As a result, listings are up more than 43 per cent as sellers rush to sell their homes and buyers increasingly disappear from sight, demonstrating that confidence is low in the short-term due to a number of factors, including falling oil prices.
Despite the numbers, Nabih Faris, a founding investor in Penn West Petroleum and leader of Intergulf’s residential developments in Alberta, said he’s optimistic things will stabilize in the long-term.
“We are erring on the side of caution over the short-term, however we have confidence in the Alberta real estate market’s long-term strength,” he said. “There’s likely to be a slow-down in the condo market over the short-term, but just as in past cycles, we are experiencing sustained demand for rental options and low density, master-planned communities.”
He added that the signs of a weakening real estate market are not enough to change the long-term outlook of future investment in the region.

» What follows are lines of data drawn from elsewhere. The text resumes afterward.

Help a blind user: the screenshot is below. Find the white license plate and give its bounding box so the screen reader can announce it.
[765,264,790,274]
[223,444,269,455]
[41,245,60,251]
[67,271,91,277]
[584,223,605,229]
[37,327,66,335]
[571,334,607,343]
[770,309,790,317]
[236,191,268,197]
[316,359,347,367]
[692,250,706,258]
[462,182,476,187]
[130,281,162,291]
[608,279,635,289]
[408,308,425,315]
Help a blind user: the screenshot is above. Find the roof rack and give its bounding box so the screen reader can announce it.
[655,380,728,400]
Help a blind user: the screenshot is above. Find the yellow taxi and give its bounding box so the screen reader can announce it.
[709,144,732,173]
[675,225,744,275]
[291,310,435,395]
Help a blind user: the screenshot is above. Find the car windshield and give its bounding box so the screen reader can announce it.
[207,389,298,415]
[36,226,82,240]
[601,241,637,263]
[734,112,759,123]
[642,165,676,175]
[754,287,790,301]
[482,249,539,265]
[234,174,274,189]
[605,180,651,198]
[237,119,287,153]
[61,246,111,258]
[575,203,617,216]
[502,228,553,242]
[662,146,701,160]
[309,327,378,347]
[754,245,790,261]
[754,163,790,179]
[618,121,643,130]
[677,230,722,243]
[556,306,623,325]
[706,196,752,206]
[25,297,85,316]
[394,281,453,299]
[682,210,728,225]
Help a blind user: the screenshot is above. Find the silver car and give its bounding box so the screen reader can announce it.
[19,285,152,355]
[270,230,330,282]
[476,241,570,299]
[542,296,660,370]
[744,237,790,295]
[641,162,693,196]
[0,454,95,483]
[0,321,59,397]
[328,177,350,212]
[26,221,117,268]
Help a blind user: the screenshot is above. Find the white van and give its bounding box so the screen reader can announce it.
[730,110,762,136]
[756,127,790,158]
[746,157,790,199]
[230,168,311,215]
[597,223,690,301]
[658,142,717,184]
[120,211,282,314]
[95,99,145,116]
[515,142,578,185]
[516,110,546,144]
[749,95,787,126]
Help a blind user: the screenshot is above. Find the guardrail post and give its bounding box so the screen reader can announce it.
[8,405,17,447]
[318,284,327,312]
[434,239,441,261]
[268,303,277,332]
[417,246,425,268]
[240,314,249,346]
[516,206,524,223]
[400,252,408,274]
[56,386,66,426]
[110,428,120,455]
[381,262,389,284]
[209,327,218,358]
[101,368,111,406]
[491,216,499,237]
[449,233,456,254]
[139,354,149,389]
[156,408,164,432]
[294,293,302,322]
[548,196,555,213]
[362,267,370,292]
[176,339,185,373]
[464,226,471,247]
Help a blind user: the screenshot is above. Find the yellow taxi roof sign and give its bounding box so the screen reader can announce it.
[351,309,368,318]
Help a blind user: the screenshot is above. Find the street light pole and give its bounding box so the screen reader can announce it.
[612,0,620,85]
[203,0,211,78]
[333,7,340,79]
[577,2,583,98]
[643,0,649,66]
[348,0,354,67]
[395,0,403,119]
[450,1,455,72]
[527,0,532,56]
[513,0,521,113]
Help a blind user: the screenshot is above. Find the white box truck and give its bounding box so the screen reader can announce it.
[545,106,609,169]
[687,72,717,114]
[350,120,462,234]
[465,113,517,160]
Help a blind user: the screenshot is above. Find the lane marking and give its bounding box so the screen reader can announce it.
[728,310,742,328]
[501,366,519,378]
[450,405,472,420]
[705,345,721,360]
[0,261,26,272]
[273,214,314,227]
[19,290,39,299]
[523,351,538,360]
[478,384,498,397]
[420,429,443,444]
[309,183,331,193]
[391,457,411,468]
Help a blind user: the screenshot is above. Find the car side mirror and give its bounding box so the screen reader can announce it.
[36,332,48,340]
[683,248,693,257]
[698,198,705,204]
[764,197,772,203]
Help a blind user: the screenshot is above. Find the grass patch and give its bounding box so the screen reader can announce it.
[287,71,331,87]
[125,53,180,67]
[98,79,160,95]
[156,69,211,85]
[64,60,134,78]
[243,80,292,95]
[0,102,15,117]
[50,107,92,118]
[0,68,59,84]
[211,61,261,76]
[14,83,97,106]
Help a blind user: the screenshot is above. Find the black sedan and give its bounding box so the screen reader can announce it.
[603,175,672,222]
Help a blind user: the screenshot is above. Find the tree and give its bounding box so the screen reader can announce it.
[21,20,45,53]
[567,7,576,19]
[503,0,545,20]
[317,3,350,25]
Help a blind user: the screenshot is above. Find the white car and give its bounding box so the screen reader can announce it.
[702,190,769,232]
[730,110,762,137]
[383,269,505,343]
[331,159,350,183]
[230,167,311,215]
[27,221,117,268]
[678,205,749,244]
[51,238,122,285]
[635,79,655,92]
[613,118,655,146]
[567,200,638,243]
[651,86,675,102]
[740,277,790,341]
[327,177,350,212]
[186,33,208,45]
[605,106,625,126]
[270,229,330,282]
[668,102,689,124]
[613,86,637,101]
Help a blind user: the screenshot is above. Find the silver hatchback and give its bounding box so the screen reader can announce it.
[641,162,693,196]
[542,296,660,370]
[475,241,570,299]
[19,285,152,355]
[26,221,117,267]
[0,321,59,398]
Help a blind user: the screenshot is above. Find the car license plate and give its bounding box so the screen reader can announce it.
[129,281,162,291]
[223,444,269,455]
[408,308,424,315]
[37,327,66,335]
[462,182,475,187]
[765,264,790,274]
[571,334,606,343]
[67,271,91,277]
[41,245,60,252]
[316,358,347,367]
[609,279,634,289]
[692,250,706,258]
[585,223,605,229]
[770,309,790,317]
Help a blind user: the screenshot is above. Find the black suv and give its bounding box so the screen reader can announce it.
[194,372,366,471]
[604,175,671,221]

“The major infrastructure projects are designed with decades-long investment horizons and, as such, are not swayed easily by short-term market cycles. While upstream oil and gas opportunities are certainly curtailed to an extent by low prices, the industry as a whole continues to adapt and move forward.”
What’s more, a sales rep from Calgary also weighed in on the numbers from CREB, citing an inaccurate picture being painted on the Albertan city.
“In Calgary we are finding certain segments of the market have slowed, but others are still very active and even with multiple offers in still common in $300,000 to $500,000 segment,” said Steve Howes, a Re/Max sales rep in Calgary, in a recent post on the REP forum.
Residential prices remained relatively stable, although there was some variation in sectors, according to stats from the Calgary board.
The apartment sector recorded the largest gain in new listings relative to sales and inventory levels nearly doubled reaching 1,148 units.
The rise in supply relative to demand placed pressure on benchmark prices, which fell to $298,700 compared to $300,400 in December.
Still, the average price for a home in Calgary now sits at $460,929, 0.5 per cent lower compared to this time last year and with home sales at their lowest level in five years, consumer confidence has been shaken.
“A lack of recovery in oil has many concerned about their employment status and this concern is reflected through the weaker sales activity in Calgary’s January resale figures,” said Ann-Marie Lurie, chief economist of the Calgary Real Estate Board.
“Nonetheless, if supply levels continue to rise at levels that exceed the pace of demand growth, we can expect this will start to impact prices in the city.”
Sales are continuing to plunge in Calgary as stats for the month of January show home sales down 37 per cent compared to this time a year ago, according to the Calgary Real Estate Board.